Reports include aggregate facts by default. Raw prompt or transcript text
requires an explicit option such as `--include-text` or `--sample-text`.
Generated summaries must identify their backend and model. Diagnostic output
uses ADR 0004 `Diagnostic` records and redacts local absolute paths unless the
user asks for local troubleshooting details.

agentgrep must not run live upstream assistant CLIs to interpret storage. It may
understand storage written by supported tools, but it does not ask those tools
to analyze themselves.

## Testing

The base package must be tested without optional extras. A no-extra environment
must import `agentgrep`, run the builtin report, and render JSON.

Each optional level gets focused tests:

- missing dependency produces the intended setup guidance
- capability probes classify unavailable, installed, misconfigured, and stale
  cache states
- report JSON and MCP responses keep stable result keys, `RunStatus`,
  diagnostics, source coverage, `RecordRef` evidence, next actions, and privacy
  defaults
- model provisioning uses fake registries or tiny fixtures by default
- real model downloads run only in explicitly marked integration jobs
- LiteRT-LM and Ollama backends test cache/provenance behavior without requiring
  normal unit tests to download a model

The docs should treat examples as executable behavior.

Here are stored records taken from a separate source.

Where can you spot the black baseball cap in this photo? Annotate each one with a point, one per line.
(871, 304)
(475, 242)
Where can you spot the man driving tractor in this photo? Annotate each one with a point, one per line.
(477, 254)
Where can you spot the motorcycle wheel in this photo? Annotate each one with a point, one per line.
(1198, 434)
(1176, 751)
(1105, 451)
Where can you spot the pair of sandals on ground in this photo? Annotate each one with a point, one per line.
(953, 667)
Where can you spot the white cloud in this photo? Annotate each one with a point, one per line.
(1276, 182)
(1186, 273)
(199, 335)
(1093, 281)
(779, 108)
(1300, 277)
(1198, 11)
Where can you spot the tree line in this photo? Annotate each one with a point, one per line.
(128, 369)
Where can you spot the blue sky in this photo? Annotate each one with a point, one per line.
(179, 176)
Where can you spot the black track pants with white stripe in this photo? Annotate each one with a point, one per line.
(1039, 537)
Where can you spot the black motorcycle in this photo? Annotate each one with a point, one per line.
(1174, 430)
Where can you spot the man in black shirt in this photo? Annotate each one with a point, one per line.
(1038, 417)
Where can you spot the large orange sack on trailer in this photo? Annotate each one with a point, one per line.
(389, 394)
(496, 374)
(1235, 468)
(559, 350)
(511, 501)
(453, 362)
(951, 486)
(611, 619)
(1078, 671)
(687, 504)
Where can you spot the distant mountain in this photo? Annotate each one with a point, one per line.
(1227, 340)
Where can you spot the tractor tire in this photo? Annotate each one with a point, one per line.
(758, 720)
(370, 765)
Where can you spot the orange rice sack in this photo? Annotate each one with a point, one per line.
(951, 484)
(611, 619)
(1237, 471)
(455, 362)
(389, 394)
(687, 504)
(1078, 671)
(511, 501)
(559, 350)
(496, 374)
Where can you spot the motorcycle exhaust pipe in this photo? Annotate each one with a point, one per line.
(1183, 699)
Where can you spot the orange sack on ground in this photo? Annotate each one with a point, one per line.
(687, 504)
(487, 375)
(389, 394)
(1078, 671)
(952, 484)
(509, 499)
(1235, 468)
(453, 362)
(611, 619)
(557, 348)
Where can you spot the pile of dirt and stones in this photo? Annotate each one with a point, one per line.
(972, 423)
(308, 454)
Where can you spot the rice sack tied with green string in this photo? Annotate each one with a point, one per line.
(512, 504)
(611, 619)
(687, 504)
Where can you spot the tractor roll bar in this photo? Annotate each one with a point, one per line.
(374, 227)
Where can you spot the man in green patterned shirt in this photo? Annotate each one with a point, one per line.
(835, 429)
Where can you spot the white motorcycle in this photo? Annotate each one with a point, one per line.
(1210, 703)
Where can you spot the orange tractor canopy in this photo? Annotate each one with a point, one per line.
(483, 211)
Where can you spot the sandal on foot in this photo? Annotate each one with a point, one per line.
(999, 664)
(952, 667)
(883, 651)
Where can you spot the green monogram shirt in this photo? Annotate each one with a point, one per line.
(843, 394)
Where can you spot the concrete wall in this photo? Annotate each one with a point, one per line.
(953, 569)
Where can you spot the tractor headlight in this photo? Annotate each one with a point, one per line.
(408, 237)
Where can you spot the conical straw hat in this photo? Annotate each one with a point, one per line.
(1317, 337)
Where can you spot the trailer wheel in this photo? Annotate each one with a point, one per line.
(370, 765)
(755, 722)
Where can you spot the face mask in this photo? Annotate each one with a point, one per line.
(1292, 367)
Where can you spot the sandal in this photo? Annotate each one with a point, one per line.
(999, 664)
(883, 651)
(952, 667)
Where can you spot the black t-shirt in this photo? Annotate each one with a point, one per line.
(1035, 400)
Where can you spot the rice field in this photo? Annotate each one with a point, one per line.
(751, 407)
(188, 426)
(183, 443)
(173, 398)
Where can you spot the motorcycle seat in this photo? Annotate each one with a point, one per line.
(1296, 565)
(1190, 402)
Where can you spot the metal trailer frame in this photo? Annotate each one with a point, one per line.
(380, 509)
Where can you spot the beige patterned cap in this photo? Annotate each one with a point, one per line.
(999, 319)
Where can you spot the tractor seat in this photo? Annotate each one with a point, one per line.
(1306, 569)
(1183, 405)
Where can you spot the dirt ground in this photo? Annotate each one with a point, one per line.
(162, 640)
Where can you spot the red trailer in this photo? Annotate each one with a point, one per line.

Console examples for setup,
doctor, model install, and report generation need either executable fixtures or
explicit non-executed annotations with a reason.

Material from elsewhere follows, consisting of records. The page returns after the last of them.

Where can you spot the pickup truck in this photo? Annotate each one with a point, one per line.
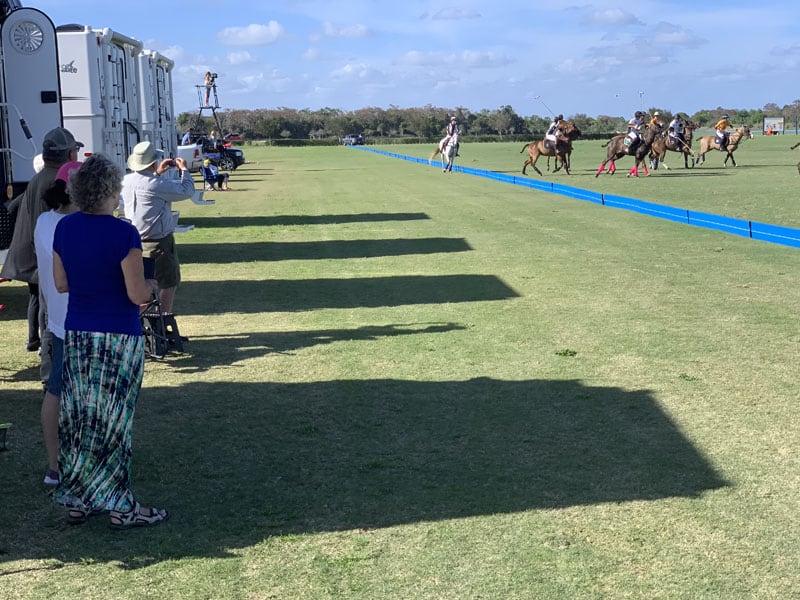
(192, 154)
(227, 158)
(354, 139)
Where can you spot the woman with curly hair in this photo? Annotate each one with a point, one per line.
(97, 258)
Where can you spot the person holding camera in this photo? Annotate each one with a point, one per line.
(208, 81)
(148, 193)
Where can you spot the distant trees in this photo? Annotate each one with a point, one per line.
(430, 121)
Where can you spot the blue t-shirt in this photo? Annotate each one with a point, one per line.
(91, 248)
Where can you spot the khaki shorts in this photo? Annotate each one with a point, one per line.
(168, 269)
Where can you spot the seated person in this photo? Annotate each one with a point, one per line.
(213, 177)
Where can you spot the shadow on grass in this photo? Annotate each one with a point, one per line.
(292, 295)
(217, 350)
(321, 250)
(289, 220)
(238, 463)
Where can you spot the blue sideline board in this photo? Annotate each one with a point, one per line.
(765, 232)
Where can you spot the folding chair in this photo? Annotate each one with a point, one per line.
(160, 329)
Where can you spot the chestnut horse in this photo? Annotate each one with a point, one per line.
(616, 148)
(707, 142)
(562, 151)
(662, 144)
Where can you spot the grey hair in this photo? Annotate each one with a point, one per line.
(95, 182)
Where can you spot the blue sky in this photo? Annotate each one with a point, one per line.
(576, 58)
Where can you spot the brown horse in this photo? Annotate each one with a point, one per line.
(562, 151)
(708, 142)
(617, 148)
(661, 144)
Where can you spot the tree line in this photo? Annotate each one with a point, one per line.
(428, 122)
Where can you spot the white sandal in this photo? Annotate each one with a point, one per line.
(136, 518)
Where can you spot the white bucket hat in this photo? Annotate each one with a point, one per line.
(144, 154)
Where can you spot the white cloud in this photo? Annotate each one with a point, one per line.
(467, 58)
(240, 58)
(613, 16)
(251, 35)
(358, 71)
(350, 31)
(453, 13)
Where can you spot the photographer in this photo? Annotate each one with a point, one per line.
(208, 81)
(148, 193)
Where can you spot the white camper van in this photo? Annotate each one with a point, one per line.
(100, 96)
(158, 118)
(29, 91)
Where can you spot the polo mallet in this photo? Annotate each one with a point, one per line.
(539, 98)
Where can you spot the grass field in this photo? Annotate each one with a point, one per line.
(405, 384)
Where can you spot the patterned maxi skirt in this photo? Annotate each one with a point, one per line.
(102, 378)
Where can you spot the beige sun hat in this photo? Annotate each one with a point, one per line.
(144, 154)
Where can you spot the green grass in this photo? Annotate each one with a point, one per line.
(405, 384)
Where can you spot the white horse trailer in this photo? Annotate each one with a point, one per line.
(29, 91)
(158, 116)
(100, 96)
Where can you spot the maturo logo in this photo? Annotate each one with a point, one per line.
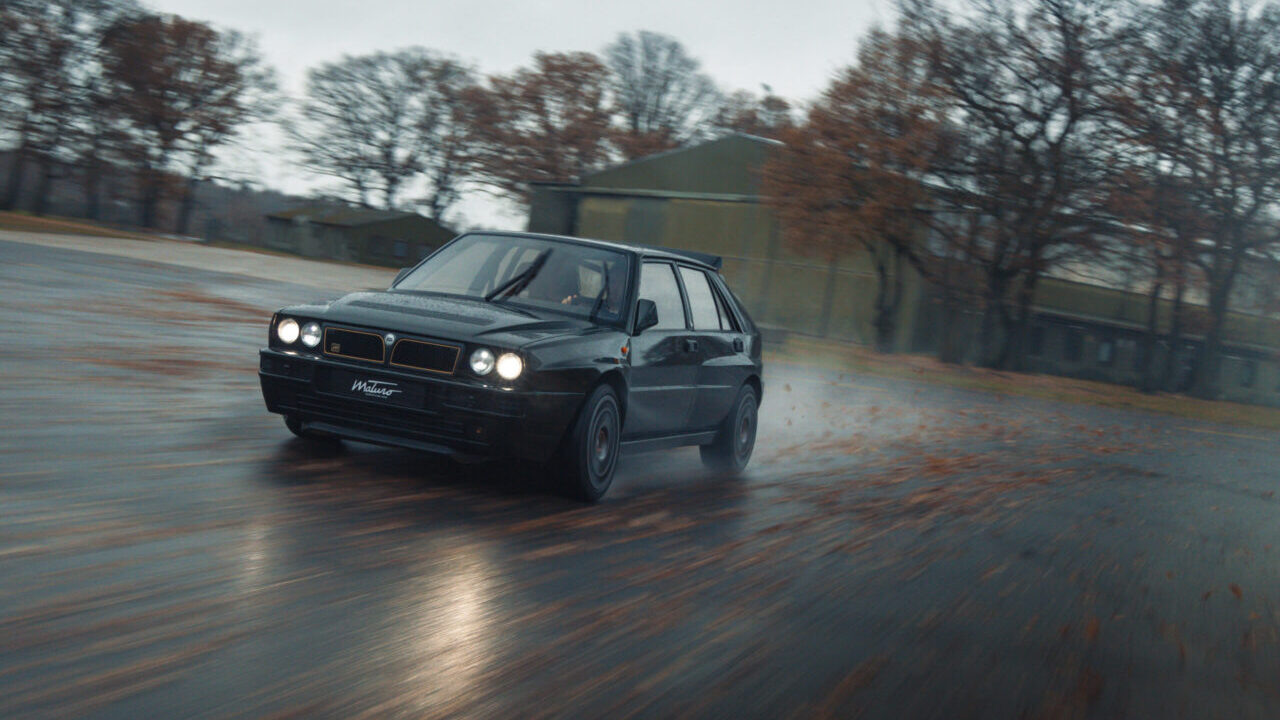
(375, 388)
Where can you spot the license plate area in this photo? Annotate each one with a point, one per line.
(373, 388)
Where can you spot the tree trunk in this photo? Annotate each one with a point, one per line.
(995, 320)
(888, 292)
(186, 206)
(13, 190)
(92, 192)
(1175, 335)
(1015, 351)
(1147, 382)
(46, 181)
(150, 199)
(1210, 356)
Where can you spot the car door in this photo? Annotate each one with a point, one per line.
(723, 363)
(663, 360)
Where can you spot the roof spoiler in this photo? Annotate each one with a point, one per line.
(704, 258)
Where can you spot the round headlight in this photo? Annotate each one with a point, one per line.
(510, 365)
(481, 361)
(287, 331)
(311, 335)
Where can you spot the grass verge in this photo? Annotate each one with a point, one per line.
(22, 222)
(920, 368)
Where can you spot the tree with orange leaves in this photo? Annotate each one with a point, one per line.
(851, 177)
(547, 123)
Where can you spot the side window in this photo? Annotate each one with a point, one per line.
(725, 315)
(658, 283)
(702, 301)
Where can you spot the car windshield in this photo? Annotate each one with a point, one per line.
(563, 277)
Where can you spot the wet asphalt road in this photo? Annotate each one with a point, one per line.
(896, 550)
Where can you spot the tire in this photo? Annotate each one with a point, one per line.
(589, 454)
(296, 428)
(735, 440)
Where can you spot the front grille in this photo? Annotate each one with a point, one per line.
(421, 355)
(355, 345)
(378, 419)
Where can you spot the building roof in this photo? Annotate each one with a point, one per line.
(727, 165)
(342, 215)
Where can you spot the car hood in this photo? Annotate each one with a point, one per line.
(446, 318)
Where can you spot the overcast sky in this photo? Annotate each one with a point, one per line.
(794, 46)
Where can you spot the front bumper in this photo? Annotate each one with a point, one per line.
(446, 415)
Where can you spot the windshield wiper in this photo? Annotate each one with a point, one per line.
(520, 281)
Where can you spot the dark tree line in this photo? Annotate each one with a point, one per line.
(984, 144)
(1015, 139)
(412, 117)
(91, 85)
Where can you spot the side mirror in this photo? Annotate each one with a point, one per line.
(647, 315)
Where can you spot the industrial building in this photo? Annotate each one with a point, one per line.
(707, 197)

## Relationship to ADR 0004 and ADR 0006

ADR 0004 owns event streams, result payloads, run status, pagination,
diagnostics, and `RecordRef`. Insights is a specialized producer of report
facts and enrichment evidence inside that lifecycle vocabulary.

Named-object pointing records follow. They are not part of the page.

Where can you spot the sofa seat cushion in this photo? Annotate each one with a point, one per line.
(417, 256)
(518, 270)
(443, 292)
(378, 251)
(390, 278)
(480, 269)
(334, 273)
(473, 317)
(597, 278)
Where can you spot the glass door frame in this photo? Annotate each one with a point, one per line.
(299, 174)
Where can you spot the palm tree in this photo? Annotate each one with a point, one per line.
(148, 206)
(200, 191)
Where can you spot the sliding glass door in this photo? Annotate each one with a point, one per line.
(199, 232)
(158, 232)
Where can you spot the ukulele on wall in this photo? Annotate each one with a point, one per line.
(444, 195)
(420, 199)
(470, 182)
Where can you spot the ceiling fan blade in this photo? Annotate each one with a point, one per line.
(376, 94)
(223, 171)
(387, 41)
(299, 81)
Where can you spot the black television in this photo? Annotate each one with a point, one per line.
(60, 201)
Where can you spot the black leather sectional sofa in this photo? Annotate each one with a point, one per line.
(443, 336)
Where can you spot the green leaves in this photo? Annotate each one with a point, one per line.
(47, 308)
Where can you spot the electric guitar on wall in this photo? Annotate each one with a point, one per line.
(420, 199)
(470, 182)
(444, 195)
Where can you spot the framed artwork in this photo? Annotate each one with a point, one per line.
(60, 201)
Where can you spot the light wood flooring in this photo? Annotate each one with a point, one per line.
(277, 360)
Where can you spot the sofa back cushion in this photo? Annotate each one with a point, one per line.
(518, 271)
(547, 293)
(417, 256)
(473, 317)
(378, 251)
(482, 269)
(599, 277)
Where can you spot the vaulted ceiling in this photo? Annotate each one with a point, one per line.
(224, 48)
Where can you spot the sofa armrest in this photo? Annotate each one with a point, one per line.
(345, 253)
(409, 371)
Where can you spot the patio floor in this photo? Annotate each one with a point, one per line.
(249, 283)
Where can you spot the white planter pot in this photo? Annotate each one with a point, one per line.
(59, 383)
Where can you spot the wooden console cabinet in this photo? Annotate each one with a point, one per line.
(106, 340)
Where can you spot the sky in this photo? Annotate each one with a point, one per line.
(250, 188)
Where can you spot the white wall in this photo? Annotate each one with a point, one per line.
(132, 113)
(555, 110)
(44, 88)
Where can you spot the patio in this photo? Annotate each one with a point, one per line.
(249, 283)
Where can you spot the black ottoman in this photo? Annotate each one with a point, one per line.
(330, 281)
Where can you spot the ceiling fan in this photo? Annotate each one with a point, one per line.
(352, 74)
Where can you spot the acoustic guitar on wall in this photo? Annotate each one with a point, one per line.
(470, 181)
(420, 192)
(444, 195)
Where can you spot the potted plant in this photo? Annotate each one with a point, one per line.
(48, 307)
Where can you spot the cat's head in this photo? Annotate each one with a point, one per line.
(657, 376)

ADR 0006 owns public CLI/MCP surface vocabulary, source catalog terminology,
and the MCP loop shape. Insights report commands, MCP tools, source coverage,
and next actions must use those public names so agents can move between search
and insights without learning a second vocabulary.

## Consequences

The builtin report stays fast, portable, and useful. Users can get immediate
activity summaries without learning about embeddings or local model runtimes.

Power users get a clear upgrade path. They can add one level at a time, inspect
what changed, cache expensive work, and remove model artifacts or indexes when
needed.

The cost is a larger compatibility matrix. Optional extras, model registries,
daemon reachability, platform caches, and integration tests all need careful
ownership. The levelled architecture keeps that cost isolated from the default
install and from the core search types.

## Rejected and Deferred

Running a live assistant agent to parse local storage is rejected. It is slower,
less private, harder to reproduce, and unnecessary when agentgrep has storage
adapters.

Silent auto-upgrade to the richest installed backend is rejected. Installed
dependencies may change report quality, runtime, privacy, and cost, so backend
selection must be visible in the report.

Automatic model download on the default report path is rejected. On-demand
downloads are acceptable only through explicit model commands or explicit report
flags with confirmation and cache provenance.

Remote hosted LLM providers are deferred. A future decision can define a remote
provider API, but local reports and local model enrichment must stand on
their own.

Making Chroma or another full vector database the default index is deferred.
The first persistent index should be inspectable, embedded, and easy to remove.